Hello,
I am trying to simulate a robot that I want to build (in Unity, hah). To make it walk, I'm trying to use Q-Learning. It's actually working to some extent, but its walking performance could be a lot better. It suffers from an extremely crude approximation of the true utility function; a linear weighted sum of all the sensor input variables. The weights (parameters) are updated through Q-Learning, which is preferable to e.g. genetic algorithms in my case since I intend to implement the same algorithm in the robot microcontroller, and having something that adapts quickly in real time is necessary.
Now, my AI book mentions two ways I might proceed with this:
1. I might try to find and compute more features of the perceived state that I supply as input variables. This will allow me to continue with this crude approach, but it's problematic as it requires me to identify features. Furthermore, I already got way more inputs than I would like - for instance, for the robot to manage to walk at all I now have like 15 sensors (accelerometers, pulse encoders, etc). Although I can probably trim this down later, it makes more a more expensive and inefficient hardware implementation. Much better to solve that which can be solved in software.

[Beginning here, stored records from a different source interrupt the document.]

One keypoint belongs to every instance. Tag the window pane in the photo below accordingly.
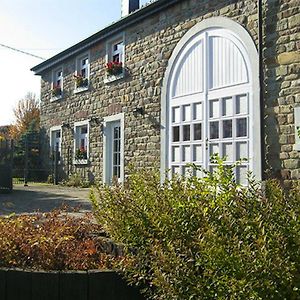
(83, 129)
(228, 151)
(241, 175)
(197, 154)
(197, 132)
(242, 104)
(116, 58)
(242, 150)
(214, 109)
(176, 170)
(214, 130)
(85, 61)
(176, 134)
(227, 128)
(186, 153)
(117, 132)
(227, 107)
(186, 133)
(241, 127)
(83, 73)
(186, 113)
(197, 111)
(175, 154)
(176, 115)
(214, 149)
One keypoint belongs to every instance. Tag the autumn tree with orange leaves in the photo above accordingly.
(27, 115)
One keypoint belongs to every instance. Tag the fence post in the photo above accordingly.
(68, 162)
(26, 162)
(55, 181)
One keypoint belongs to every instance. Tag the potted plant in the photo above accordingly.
(114, 68)
(81, 81)
(56, 91)
(81, 153)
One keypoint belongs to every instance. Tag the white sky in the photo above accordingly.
(43, 27)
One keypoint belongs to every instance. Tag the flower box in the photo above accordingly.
(81, 82)
(114, 68)
(56, 92)
(81, 153)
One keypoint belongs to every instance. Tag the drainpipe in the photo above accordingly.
(261, 84)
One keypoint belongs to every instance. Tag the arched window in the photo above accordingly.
(209, 103)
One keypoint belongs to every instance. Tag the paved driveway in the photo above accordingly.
(43, 198)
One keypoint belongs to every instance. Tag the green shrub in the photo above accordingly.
(55, 241)
(76, 180)
(205, 238)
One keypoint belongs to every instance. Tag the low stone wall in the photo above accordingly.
(69, 285)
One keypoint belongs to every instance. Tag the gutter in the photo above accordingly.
(261, 85)
(105, 33)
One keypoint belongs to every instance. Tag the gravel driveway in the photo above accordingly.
(43, 198)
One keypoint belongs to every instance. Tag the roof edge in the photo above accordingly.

2. It should be possible to discretize the continous variables into several parameters to obtain a much better utility approximation. The cart-pole balancing problem is mentioned, and indeed I checked out the BOXES (Michie and Chambers) experiment. Understanding this paper will take some time though due to its terminology differing, and it's also fairly old. Does anyone have a hint about newer implementations or papers that might perform better than BOXES or are easier to understand?